Tournament director Martin Kallen said on Friday that talks between UEFA and the Government were ongoing to allow those key matches to be attended by foreign spectators without the need for a lengthy quarantine period.
However, a Government spokesperson told PA: “Overseas ticket holders will be able to watch Euro 2020 matches at Wembley but will be subject to travel restrictions and requirements in England and at their place of origin, including testing and quarantining. There are no plans to change travel exemptions for ticket holders.
“We continue to work very closely with the FA and UEFA to support a fantastic Euros and to communicate the latest travel guidance to fans. We will keep this under review over the course of the tournament.”
Wembley Stadium will host the semi-finals and the final along with two last-16 matches.
The UK has the toughest entry requirements of any of the host countries, requiring visitors from amber list countries to quarantine for 10 days on arrival.
Travel between the other host nations – particularly other European Union countries – is largely possible with proof of a recent negative PCR test.
Wembley had been viewed as a potential alternative for the Champions League Final between Manchester City and Chelsea once Turkey had been added to the UK’s ‘red list’, but the UK Government told UEFA it could not agree to thousands of quarantine exeptions for sponsors, VIPs and broadcasters.
Kallen told PA: “We are in a dialogue with the Government, we are looking at what’s possible.
“The Prime Minister and the British Government said June 21 would be the date when in principle everything should go back to normal. And if it goes back to normal, what will the rules say for foreigners to come to the UK who are not on a business trip?

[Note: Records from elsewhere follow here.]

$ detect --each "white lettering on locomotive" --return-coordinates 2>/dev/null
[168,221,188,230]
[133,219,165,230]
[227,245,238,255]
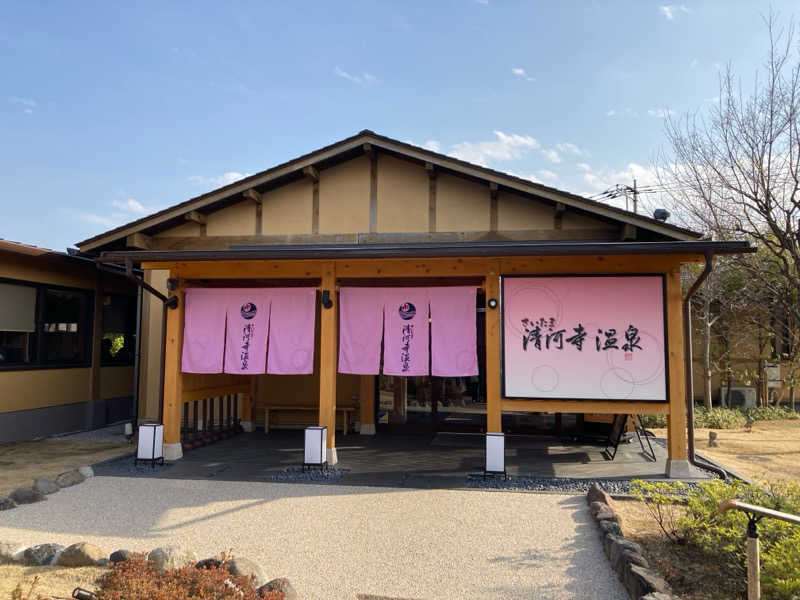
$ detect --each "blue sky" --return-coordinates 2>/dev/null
[0,0,794,250]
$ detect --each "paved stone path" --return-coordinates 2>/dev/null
[0,476,626,600]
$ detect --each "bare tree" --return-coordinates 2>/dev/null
[657,13,800,406]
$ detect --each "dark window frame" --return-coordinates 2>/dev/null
[0,277,94,372]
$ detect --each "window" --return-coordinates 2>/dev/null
[100,294,136,365]
[0,283,36,365]
[0,282,92,368]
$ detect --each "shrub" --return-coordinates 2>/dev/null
[745,406,800,421]
[642,415,667,429]
[633,479,800,600]
[97,554,284,600]
[694,406,747,429]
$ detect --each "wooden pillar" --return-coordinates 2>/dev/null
[162,282,187,460]
[359,375,375,435]
[84,269,105,429]
[319,261,339,464]
[484,262,503,433]
[666,266,690,478]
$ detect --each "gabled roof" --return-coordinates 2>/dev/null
[77,129,702,252]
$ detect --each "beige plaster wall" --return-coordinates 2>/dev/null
[436,174,490,231]
[377,155,429,233]
[319,156,370,233]
[206,200,256,235]
[497,192,555,231]
[261,179,313,235]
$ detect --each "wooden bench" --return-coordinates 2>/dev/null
[264,406,357,435]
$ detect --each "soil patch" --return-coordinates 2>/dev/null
[653,420,800,482]
[0,439,134,496]
[0,565,108,598]
[614,500,742,600]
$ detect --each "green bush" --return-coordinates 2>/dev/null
[642,415,667,429]
[632,479,800,600]
[746,406,800,421]
[694,406,747,429]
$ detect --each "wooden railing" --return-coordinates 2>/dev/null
[719,500,800,600]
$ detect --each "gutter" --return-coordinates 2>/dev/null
[683,250,728,480]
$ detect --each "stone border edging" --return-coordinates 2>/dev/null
[0,542,298,600]
[586,483,675,600]
[0,465,94,510]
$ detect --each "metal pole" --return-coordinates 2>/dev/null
[747,514,761,600]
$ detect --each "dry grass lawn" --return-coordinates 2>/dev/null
[653,420,800,481]
[0,439,133,496]
[614,500,742,600]
[0,565,108,600]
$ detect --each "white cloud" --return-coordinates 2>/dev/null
[333,66,378,85]
[542,148,561,163]
[536,169,559,182]
[186,171,250,189]
[556,142,585,156]
[511,67,536,81]
[8,96,39,115]
[658,4,692,21]
[71,198,161,229]
[449,131,539,165]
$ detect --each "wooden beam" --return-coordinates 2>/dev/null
[620,223,636,242]
[489,183,497,231]
[125,233,153,250]
[319,261,339,464]
[183,210,208,225]
[484,261,503,433]
[181,383,250,403]
[503,398,669,415]
[666,266,687,460]
[425,163,436,232]
[303,166,319,181]
[242,188,264,236]
[162,282,186,459]
[553,202,567,229]
[365,150,378,233]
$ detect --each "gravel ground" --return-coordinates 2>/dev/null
[0,476,627,600]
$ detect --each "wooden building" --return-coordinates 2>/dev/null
[78,130,745,475]
[0,240,138,442]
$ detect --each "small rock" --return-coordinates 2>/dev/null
[58,542,105,567]
[11,488,44,504]
[228,557,267,587]
[33,477,61,494]
[0,542,20,565]
[147,546,197,571]
[586,483,612,506]
[22,544,64,567]
[590,502,620,523]
[56,469,86,487]
[597,520,622,537]
[257,577,297,600]
[194,558,222,569]
[624,564,670,598]
[108,550,133,564]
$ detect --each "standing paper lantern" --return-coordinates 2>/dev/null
[484,433,506,475]
[303,427,328,469]
[133,424,164,468]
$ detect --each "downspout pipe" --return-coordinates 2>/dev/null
[104,259,178,423]
[683,250,728,479]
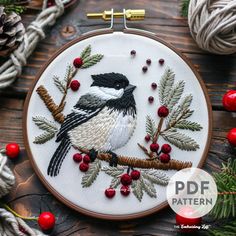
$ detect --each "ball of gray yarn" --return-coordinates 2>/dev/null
[188,0,236,54]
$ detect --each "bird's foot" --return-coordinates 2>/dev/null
[107,151,118,167]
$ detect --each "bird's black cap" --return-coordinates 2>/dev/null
[91,72,129,90]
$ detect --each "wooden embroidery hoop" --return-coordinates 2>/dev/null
[23,10,212,220]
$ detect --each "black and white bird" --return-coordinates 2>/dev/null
[47,73,137,176]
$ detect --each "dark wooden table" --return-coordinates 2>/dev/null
[0,0,236,236]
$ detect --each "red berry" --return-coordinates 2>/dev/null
[161,144,171,154]
[105,188,116,198]
[120,185,130,196]
[160,153,170,163]
[157,106,169,117]
[83,155,91,164]
[130,50,136,56]
[73,57,83,68]
[148,96,154,103]
[142,66,148,73]
[222,90,236,111]
[70,80,80,91]
[145,134,151,142]
[150,143,159,152]
[227,128,236,147]
[79,162,89,172]
[130,170,140,180]
[6,143,20,159]
[146,59,152,65]
[120,174,132,186]
[151,82,157,89]
[38,212,56,231]
[73,153,83,163]
[159,58,165,65]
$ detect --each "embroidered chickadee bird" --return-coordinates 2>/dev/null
[47,73,137,176]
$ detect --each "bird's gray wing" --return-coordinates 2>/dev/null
[56,94,106,142]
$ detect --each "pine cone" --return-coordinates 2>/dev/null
[0,7,25,56]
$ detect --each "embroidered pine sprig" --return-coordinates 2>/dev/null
[81,159,101,188]
[33,116,58,144]
[146,116,156,141]
[159,68,175,105]
[81,54,103,69]
[161,128,199,151]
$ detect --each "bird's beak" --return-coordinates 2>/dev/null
[125,84,136,92]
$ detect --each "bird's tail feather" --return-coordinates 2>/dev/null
[48,138,71,176]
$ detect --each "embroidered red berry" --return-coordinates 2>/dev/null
[157,106,169,118]
[148,96,154,103]
[159,58,165,66]
[70,80,80,91]
[73,153,83,163]
[151,82,157,90]
[222,90,236,111]
[83,155,91,164]
[79,162,89,172]
[227,128,236,147]
[120,174,132,186]
[161,143,171,154]
[160,153,170,163]
[145,134,151,142]
[105,188,116,198]
[146,59,152,66]
[120,185,130,197]
[150,143,159,152]
[130,50,136,56]
[130,170,140,180]
[6,143,20,159]
[38,212,56,231]
[73,57,83,68]
[142,66,148,73]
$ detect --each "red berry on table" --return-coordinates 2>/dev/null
[227,128,236,147]
[151,82,157,89]
[146,59,152,66]
[222,90,236,111]
[105,188,116,198]
[157,106,169,118]
[130,170,140,180]
[145,134,151,142]
[6,143,20,159]
[148,96,154,103]
[130,50,136,56]
[120,185,130,197]
[161,143,171,154]
[150,143,159,152]
[79,162,89,172]
[38,212,56,231]
[120,174,132,186]
[73,57,83,68]
[160,153,170,163]
[70,80,80,91]
[83,155,91,164]
[142,66,148,73]
[159,58,165,65]
[73,153,83,163]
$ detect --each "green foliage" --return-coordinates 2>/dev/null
[210,159,236,219]
[181,0,190,17]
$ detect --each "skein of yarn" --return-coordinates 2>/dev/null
[188,0,236,55]
[0,150,44,236]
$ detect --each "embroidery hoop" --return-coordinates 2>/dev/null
[23,9,212,220]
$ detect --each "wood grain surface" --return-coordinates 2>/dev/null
[0,0,236,236]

“We are in a dialogue and we hope that we can achieve something if the situation allows it, that something could happen on that side.
“Other countries are more flexible, they expect the negative PCR test which is for 72 hours or 48 hours (before arrival) and they come in and out, with the exception of countries that they have put on the red list in their country.

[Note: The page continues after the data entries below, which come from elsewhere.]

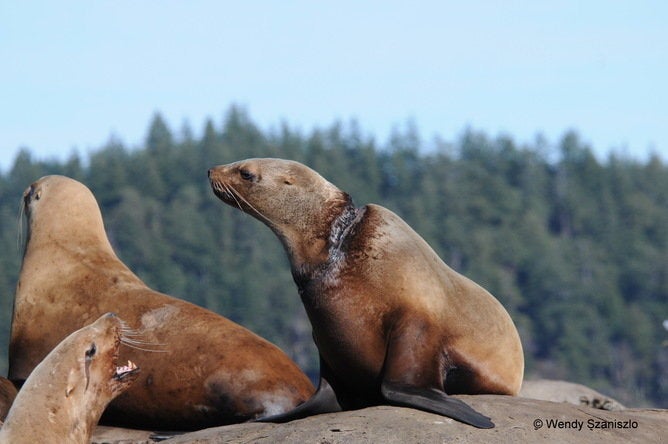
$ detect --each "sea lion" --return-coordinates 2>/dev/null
[9,176,315,430]
[0,376,16,421]
[209,159,524,428]
[0,313,139,444]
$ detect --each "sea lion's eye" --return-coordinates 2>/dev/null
[86,342,97,359]
[239,170,255,180]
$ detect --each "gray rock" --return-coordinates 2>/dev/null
[93,395,668,444]
[520,379,625,411]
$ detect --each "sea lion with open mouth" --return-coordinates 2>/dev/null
[9,176,315,430]
[0,313,139,444]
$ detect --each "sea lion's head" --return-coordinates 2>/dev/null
[0,313,139,442]
[22,175,111,255]
[59,313,139,406]
[209,159,353,267]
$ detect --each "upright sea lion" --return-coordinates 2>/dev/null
[209,159,524,428]
[9,176,315,430]
[0,313,139,444]
[0,376,16,421]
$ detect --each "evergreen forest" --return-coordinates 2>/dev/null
[0,106,668,408]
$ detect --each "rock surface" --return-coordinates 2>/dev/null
[93,395,668,444]
[520,379,625,411]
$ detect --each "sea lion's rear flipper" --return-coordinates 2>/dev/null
[380,381,494,429]
[256,375,341,423]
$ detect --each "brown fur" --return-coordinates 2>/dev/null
[209,159,524,416]
[0,376,16,421]
[9,176,314,429]
[0,314,139,444]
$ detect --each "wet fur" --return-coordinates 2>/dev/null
[209,159,524,428]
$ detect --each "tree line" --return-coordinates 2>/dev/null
[0,106,668,407]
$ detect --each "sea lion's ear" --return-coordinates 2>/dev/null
[65,370,80,398]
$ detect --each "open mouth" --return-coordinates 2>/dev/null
[114,361,139,381]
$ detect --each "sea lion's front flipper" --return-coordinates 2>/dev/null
[256,358,341,423]
[380,381,494,429]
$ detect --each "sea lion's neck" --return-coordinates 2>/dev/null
[288,194,364,287]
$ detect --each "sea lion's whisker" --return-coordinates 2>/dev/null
[121,337,168,353]
[228,185,276,226]
[16,199,26,252]
[221,183,243,211]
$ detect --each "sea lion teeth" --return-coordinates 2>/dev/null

“We are looking at how the situation is moving and what could be achieved.”
The Government is committed to giving a decision on June 14 on whether the final step of its easing of restrictions can take place the following week.
The greater transmissibility of the Delta variant of Covid-19 – first detected in India – is one factor which could force a delay to full reopening, as ministers and health officials monitor whether the recent rise in cases translates into increased hospitalisations and deaths.
On Thursday the Government issued updated travel guidance, with Portugal among the countries moved from the green list – where no quarantine is required on return – to the amber list.
The next review of the lists is due on June 28.
Prime Minister Boris Johnson offered to host the whole tournament earlier this year, but Kallen pointed out that the UK’s travel restrictions would have meant UEFA being “less well off” in terms of spectator attendance if that offer had been accepted.
Kallen admitted that UEFA had given consideration to offers from England and Russia to host the tournament.
“(Moving to a single host country) was always on the agenda, but more on the theoretical side,” he said.
“At the end of last year it was discussed. It was a Plan B – we had Plan B, Plan C. Of course, we had to, because at the end of last year the situation with the virus was much, much worse than now.”
Kallen said he felt 50 per cent capacity for the semi-finals and final at Wembley was the most likely outcome.
“To reach 100 per cent, I could not tell you today if this is possible,” he said.
“We will see on June 21, there are still two-and-a-half weeks (from then) before we have the final, if the situation would allow what the British Government has put on the road map, to reopen and say ‘we are back to normal’, if we are there then maybe the Government will say we can go up to 100 per cent.
“The main criteria is not the stadium, it’s the public transport, because you cannot have the distance between people.
“The London Underground is not yet working at full capacity and that will be the main question, how fast can they come up to 100 per cent capacity. A possible scenario is 50 per cent.”